Cover Art Series: Inané

Preface

Starting to create a template for standardizing how I display these shots. Anyways, Inané is the name of an EP by Piing. The subject of the EP, Inané, is supposed to be the personification of someone who feels inane; worthless, lacking purpose and substance. I had the idea for the composition after going into a Kinokuniya and finding a bunch of origami paper. I realized that origami paper, and all of crafting materials for that matter, were basically vessels of potential energy, not to be confused with potential energy in the Newtonian sense. These raw materials have the potential to be anything someone might want them to be, yet without form they come off as inane. The subject in the composition has origami paper in the back of their hair as a representation of the infinite, yet untapped potential that we all hold. It is a reminder that although actions are conducted within the tangible world, the purpose of our actions must be intrinsically discovered. Otherwise, we will never appreciate the bundle of impressions that is the ego, and will forever fail to establish a healthy relationship with it.

Technique

This piece was a mixed medium piece. The first step was to create the subject, which I discussed the inspiration for in the preface. Using my iPhone camera, photographed a side profile of myself. Due to lens distortion, bad lighting, and my very unruly hair, the photo itself was pretty bad.

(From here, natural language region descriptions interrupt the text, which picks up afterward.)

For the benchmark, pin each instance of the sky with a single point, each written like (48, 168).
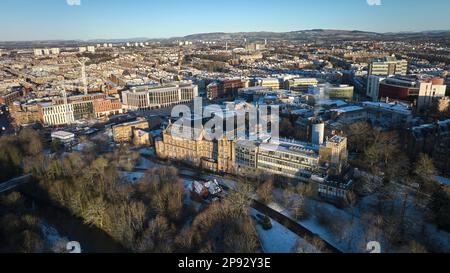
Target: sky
(25, 20)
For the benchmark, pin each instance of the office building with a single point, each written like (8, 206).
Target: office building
(388, 66)
(145, 98)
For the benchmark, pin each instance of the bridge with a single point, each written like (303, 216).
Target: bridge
(15, 182)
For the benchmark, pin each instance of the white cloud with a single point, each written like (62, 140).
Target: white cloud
(73, 2)
(374, 2)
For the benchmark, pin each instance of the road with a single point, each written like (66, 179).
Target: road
(15, 182)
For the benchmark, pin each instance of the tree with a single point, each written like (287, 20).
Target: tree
(371, 156)
(298, 209)
(426, 171)
(440, 207)
(240, 200)
(359, 135)
(415, 247)
(158, 237)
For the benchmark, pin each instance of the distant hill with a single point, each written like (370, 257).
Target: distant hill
(302, 35)
(319, 34)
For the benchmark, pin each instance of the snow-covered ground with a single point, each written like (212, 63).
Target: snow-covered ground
(348, 231)
(443, 180)
(279, 239)
(144, 163)
(51, 235)
(132, 177)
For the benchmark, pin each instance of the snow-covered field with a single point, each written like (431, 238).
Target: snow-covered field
(279, 239)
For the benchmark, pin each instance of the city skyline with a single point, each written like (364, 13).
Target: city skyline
(98, 19)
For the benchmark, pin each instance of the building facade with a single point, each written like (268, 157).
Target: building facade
(146, 98)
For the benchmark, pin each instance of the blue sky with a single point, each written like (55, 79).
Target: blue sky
(92, 19)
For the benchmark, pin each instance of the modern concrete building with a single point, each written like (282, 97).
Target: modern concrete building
(127, 132)
(388, 66)
(373, 86)
(145, 98)
(430, 90)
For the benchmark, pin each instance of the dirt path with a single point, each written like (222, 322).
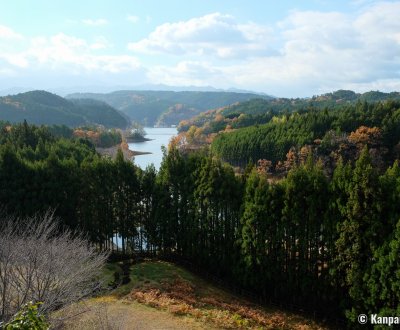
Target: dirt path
(124, 315)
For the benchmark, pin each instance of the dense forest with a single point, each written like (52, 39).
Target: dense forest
(325, 243)
(41, 107)
(166, 108)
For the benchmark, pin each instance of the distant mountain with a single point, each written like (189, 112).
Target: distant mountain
(167, 107)
(41, 107)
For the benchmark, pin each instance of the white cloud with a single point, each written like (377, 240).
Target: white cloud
(62, 52)
(307, 53)
(185, 73)
(133, 18)
(8, 33)
(213, 34)
(95, 22)
(316, 52)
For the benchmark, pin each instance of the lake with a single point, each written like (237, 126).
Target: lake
(159, 136)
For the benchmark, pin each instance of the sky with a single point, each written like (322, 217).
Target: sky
(282, 48)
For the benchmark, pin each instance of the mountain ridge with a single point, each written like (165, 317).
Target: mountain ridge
(42, 107)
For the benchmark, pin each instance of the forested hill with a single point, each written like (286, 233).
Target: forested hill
(259, 111)
(167, 107)
(41, 107)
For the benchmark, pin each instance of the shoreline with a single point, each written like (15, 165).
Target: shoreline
(128, 154)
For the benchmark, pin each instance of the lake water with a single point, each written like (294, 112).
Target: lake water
(159, 137)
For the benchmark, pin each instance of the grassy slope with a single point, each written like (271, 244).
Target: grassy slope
(162, 295)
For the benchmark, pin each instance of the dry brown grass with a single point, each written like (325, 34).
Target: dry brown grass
(182, 297)
(164, 296)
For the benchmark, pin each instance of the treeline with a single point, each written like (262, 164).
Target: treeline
(312, 127)
(44, 108)
(327, 244)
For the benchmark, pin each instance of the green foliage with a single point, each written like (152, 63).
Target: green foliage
(40, 107)
(165, 107)
(28, 318)
(273, 140)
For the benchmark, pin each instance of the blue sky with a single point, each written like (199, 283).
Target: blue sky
(284, 48)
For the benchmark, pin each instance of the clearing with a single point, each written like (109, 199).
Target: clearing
(162, 295)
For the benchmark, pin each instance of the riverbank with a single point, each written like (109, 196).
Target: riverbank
(128, 154)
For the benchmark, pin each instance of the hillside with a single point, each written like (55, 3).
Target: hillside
(166, 107)
(164, 295)
(260, 111)
(41, 107)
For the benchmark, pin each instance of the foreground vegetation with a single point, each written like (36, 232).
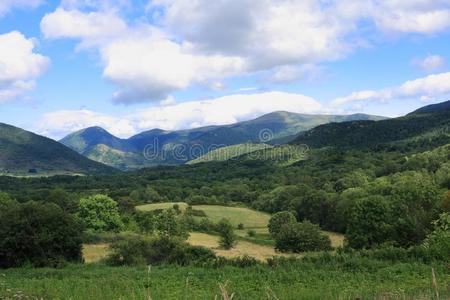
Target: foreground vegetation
(325, 278)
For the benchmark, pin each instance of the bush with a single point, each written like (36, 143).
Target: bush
(139, 250)
(301, 237)
(38, 234)
(278, 220)
(227, 236)
(437, 243)
(100, 213)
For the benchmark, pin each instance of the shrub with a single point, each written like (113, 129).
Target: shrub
(139, 250)
(6, 201)
(100, 213)
(168, 225)
(301, 237)
(437, 243)
(39, 235)
(227, 236)
(278, 220)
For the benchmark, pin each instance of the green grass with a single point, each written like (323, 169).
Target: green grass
(236, 215)
(250, 218)
(299, 280)
(229, 152)
(165, 205)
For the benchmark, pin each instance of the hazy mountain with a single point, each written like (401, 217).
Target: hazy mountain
(161, 147)
(433, 108)
(426, 128)
(85, 140)
(23, 152)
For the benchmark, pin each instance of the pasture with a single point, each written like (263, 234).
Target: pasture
(351, 279)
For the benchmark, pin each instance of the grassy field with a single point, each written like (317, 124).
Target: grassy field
(251, 219)
(236, 215)
(355, 279)
(260, 252)
(156, 206)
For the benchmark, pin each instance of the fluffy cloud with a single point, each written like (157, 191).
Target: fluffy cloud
(265, 32)
(179, 116)
(429, 63)
(151, 68)
(93, 28)
(189, 42)
(19, 65)
(432, 87)
(7, 5)
(417, 16)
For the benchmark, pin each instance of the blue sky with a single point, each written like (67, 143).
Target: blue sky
(130, 66)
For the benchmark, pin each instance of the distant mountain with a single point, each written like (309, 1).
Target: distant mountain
(86, 140)
(23, 152)
(427, 127)
(229, 152)
(433, 108)
(161, 147)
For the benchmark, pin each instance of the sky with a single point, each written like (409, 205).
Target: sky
(134, 65)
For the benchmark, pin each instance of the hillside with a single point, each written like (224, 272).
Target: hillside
(433, 108)
(22, 153)
(229, 152)
(161, 147)
(428, 128)
(87, 139)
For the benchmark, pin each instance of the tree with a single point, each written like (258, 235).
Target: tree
(369, 222)
(145, 195)
(278, 220)
(168, 225)
(100, 213)
(6, 201)
(438, 241)
(227, 236)
(301, 237)
(39, 234)
(63, 199)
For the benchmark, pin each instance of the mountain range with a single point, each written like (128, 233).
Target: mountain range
(25, 153)
(162, 147)
(93, 149)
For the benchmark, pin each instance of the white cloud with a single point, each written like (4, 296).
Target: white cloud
(94, 28)
(189, 42)
(432, 87)
(429, 63)
(19, 65)
(7, 5)
(412, 16)
(147, 68)
(286, 74)
(265, 32)
(179, 116)
(142, 61)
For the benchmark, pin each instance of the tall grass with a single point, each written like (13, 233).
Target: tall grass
(348, 278)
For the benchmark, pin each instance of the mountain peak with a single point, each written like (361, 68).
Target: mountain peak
(438, 107)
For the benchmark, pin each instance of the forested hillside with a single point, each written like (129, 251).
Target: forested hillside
(25, 153)
(163, 147)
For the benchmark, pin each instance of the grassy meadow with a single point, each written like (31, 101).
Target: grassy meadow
(292, 281)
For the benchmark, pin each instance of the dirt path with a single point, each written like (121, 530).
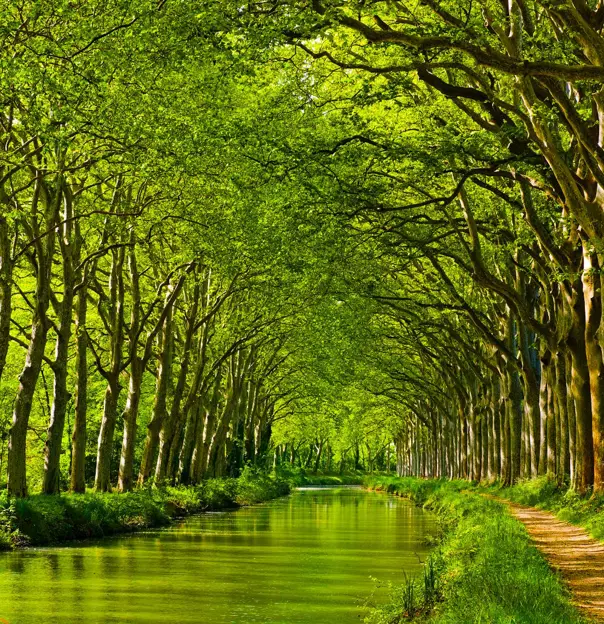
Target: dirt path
(570, 550)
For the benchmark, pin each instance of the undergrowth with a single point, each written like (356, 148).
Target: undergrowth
(41, 519)
(299, 477)
(544, 493)
(485, 569)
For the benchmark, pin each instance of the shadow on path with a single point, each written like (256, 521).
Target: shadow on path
(570, 550)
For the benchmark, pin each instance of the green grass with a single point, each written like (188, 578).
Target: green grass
(298, 477)
(543, 493)
(41, 519)
(485, 569)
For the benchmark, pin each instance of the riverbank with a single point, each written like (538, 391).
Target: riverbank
(484, 569)
(302, 478)
(40, 519)
(543, 493)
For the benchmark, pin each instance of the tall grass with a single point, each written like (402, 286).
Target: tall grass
(485, 569)
(544, 493)
(41, 519)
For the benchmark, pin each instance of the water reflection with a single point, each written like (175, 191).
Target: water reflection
(306, 558)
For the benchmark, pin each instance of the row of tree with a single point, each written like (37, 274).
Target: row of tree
(465, 154)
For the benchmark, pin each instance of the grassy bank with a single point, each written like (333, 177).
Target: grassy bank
(544, 493)
(300, 478)
(485, 568)
(39, 519)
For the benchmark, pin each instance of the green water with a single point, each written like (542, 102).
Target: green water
(307, 558)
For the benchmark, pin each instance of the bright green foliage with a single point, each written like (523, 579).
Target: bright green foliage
(543, 493)
(486, 568)
(44, 519)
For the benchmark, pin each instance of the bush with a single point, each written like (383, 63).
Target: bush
(42, 519)
(485, 569)
(298, 477)
(544, 493)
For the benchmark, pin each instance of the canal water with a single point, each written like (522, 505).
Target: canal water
(317, 556)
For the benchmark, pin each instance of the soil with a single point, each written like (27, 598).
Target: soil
(570, 550)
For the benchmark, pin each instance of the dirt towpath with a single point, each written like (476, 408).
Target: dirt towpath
(570, 550)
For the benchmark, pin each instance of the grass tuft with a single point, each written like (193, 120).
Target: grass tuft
(40, 519)
(485, 569)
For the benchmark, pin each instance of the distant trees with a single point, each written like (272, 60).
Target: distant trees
(466, 156)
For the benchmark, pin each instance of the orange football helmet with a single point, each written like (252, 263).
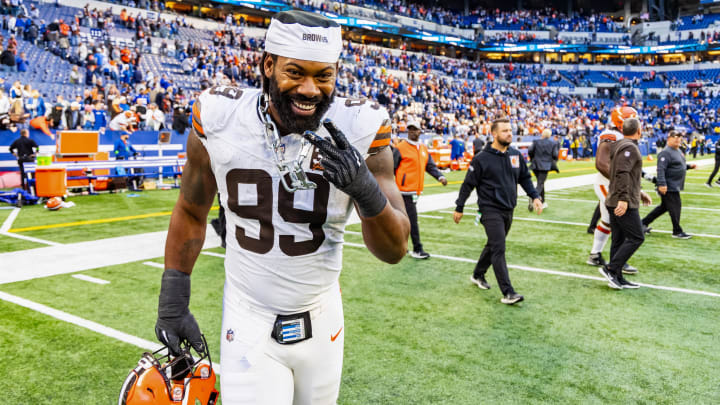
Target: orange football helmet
(54, 203)
(620, 113)
(160, 379)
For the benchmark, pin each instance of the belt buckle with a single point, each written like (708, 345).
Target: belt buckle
(289, 329)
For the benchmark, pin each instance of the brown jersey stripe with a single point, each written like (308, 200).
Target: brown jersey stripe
(197, 123)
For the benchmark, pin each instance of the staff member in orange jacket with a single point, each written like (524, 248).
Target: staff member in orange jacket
(412, 160)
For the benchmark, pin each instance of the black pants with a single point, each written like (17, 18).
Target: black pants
(595, 218)
(497, 225)
(714, 172)
(627, 236)
(541, 176)
(21, 164)
(414, 228)
(670, 203)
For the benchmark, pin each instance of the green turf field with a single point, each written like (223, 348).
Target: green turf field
(418, 332)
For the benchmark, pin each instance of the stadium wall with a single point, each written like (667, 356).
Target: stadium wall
(145, 142)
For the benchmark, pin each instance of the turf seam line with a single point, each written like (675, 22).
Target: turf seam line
(87, 324)
(9, 220)
(90, 279)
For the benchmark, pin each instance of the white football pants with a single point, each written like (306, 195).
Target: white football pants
(258, 370)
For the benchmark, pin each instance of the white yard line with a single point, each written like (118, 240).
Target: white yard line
(30, 238)
(90, 279)
(213, 254)
(84, 323)
(90, 325)
(708, 194)
(552, 272)
(550, 221)
(156, 265)
(429, 216)
(9, 220)
(595, 202)
(704, 235)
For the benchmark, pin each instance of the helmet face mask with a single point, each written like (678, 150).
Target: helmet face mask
(163, 379)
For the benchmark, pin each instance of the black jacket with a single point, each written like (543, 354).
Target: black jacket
(24, 147)
(496, 175)
(671, 169)
(7, 58)
(544, 153)
(478, 144)
(625, 173)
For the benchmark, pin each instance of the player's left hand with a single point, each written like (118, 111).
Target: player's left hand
(645, 198)
(457, 216)
(345, 168)
(537, 206)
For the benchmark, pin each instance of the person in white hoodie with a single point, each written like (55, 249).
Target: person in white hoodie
(154, 118)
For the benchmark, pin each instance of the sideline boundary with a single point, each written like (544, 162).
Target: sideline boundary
(551, 272)
(87, 324)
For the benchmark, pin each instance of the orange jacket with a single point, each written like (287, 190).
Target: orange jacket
(410, 173)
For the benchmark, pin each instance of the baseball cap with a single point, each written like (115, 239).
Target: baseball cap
(412, 122)
(302, 35)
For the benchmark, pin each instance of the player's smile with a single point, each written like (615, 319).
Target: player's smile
(303, 108)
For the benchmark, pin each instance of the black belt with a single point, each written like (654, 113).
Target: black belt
(289, 329)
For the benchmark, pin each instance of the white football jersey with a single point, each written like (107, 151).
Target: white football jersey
(283, 249)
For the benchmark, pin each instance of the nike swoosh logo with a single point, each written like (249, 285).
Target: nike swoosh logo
(332, 338)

Additionally, this EP was not about me, so I did not want to use my exact likeness as the face of the cover art. I used an image-to-image diffusion algorithm to generate a subject with identical framing and similar features to me. A benefit of using this method was that by editing the weights and biases of the code, I was actually able to fine tune the image to something in latent space that I was happy with. Additionally, the image did not suffer from any of the same artifacts my photograph did, and the hair was a lot easier to clean up in Krita.

After touching up the face, I used InvokeAI to inpaint colored paper into the hair in abstract formations. Then, I created the background in Figma, overlayed the subject, and then overlayed a paper texture from a DESIGNSYNDROME texture pack.

Finally, I used the Kolker Brush font to write "Inané" in the bottom right corner and the composition was finished.